The Supreme Court is expected to hear a batch of pleas on Monday challenging the Allahabad High Court's 2010 verdict by which the disputed land on the Ram Janmabhoomi-Babri Masjid area in Ayodhya was divided into three parts.
The matter would be heard by a bench of Chief Justice of India Ranjan Gogoi and justices Sanjay Kishan Kaul and KM Joseph.
The top court bench of then Chief Justice Dipak Misra, Justice Ashok Bhushan and Justice S. Abdul Nazeer by a majority of 2:1 while rejecting the plea challenging the High Court judgment had directed that the matter would be heard by a three-judge bench from October 29.
The majority judgement on September 27 held that a new constituted bench will commence hearing from October 29 on a batch of petitions filed by both the sides -- Hindu and Muslim stakeholders -- challenging the 2010 high court judgement.
The Muslim petitioners had pressed for hearing the challenge to the High Court judgment by a five-judge bench as the court had relied on a 1994 top court judgment that said that mosque was not essential to Islam for offering 'namaz'.
The three-judge bench while rejecting the plea had on September 27 said, "We are of the considered opinion that no case has been made out to refer the Constitution Bench judgment of this court in Ismail Faruqui case for reconsideration."
"We again make it clear that questionable observations made in the Ismail Faruqui's case ... were made in the context of land acquisition.
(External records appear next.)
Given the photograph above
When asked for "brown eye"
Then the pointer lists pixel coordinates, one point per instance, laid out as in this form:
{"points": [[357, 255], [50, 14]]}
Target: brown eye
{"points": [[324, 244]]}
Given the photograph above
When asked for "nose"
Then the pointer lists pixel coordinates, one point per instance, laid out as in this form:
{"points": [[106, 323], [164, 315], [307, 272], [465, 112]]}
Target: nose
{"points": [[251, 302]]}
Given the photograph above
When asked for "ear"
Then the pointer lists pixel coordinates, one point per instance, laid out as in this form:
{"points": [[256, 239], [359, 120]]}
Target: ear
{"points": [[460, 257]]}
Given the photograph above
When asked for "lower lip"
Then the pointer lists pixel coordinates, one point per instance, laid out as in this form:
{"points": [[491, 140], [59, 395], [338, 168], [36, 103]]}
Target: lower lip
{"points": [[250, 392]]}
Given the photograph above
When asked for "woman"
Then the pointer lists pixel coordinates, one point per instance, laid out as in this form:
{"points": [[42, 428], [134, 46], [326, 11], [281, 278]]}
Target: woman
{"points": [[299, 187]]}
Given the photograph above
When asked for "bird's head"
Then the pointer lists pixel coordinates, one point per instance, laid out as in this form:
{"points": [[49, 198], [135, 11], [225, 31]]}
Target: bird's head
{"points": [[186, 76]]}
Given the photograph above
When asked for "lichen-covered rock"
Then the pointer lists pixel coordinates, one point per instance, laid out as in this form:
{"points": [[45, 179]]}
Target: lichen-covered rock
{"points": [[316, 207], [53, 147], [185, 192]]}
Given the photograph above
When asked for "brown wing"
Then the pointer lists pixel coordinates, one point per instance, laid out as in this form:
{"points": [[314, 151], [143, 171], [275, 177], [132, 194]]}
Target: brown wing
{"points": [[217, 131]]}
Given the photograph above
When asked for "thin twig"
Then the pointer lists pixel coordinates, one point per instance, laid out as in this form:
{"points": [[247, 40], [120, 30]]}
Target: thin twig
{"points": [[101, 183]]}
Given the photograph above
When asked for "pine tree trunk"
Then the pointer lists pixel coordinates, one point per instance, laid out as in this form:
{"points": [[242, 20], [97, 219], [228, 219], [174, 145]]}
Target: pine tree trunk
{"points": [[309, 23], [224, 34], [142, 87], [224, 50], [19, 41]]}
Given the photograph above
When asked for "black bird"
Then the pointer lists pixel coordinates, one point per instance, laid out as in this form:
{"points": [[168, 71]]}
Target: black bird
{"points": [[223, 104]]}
Those observations were neither relevant for deciding the suits nor relevant for deciding these appeals," the majority judgement had said.
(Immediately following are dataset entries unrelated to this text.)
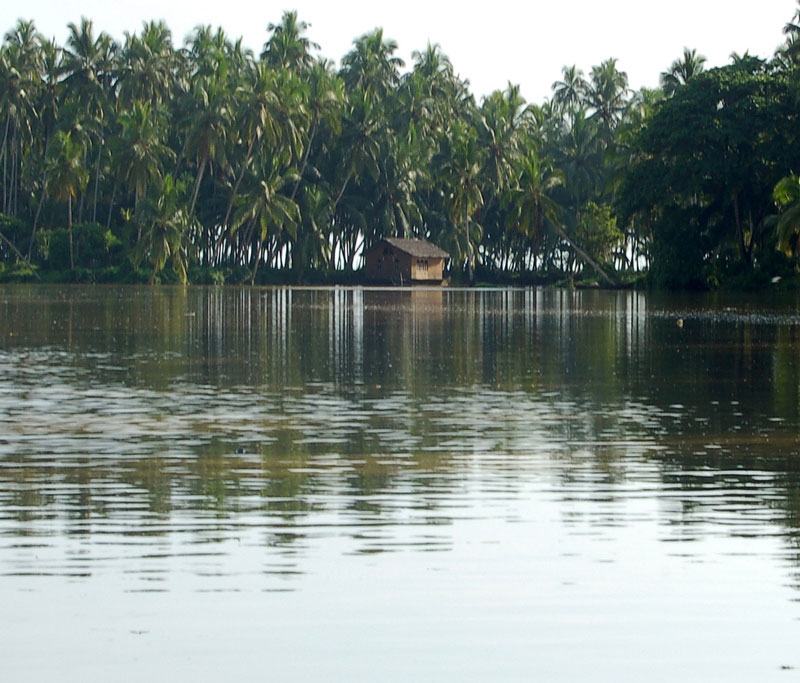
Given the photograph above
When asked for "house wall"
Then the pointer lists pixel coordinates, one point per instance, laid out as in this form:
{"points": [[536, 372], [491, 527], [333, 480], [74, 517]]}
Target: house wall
{"points": [[384, 263]]}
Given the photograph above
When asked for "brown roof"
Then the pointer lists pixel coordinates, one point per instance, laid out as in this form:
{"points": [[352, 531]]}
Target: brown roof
{"points": [[416, 247]]}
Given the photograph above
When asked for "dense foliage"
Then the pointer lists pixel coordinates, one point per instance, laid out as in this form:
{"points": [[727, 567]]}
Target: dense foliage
{"points": [[140, 161]]}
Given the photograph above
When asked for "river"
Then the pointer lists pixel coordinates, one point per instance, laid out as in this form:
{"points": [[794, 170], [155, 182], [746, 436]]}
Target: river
{"points": [[402, 484]]}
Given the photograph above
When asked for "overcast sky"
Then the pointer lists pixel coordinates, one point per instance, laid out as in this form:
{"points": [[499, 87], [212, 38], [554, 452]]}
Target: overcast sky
{"points": [[490, 43]]}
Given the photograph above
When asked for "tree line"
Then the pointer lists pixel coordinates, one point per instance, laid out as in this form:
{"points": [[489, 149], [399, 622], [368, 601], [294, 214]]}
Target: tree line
{"points": [[139, 161]]}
In his minority judgement, Justice Nazeer had said that the "questionable" observations in the Ismail Faruqui ruling were arrived at without undertaking a comprehensive examination. He had said a Constitution Bench must decide what constitutes essential practices of a religion and thereafter the Ayodhya land dispute should be heard.
Justice Nazeer also said that whether mosque was an essential part of Islam for offering namaz was to be decided considering the religious beliefs, and that requires detailed consideration.
"It is clear that the question as to whether a particular religious practice is an integral part of the religion is to be considered by the doctrine, tenets and beliefs of the religion," he observed.
He said the question of the 1994 Ismail Farooqi judgement needed to be referred to a larger Constitution Bench.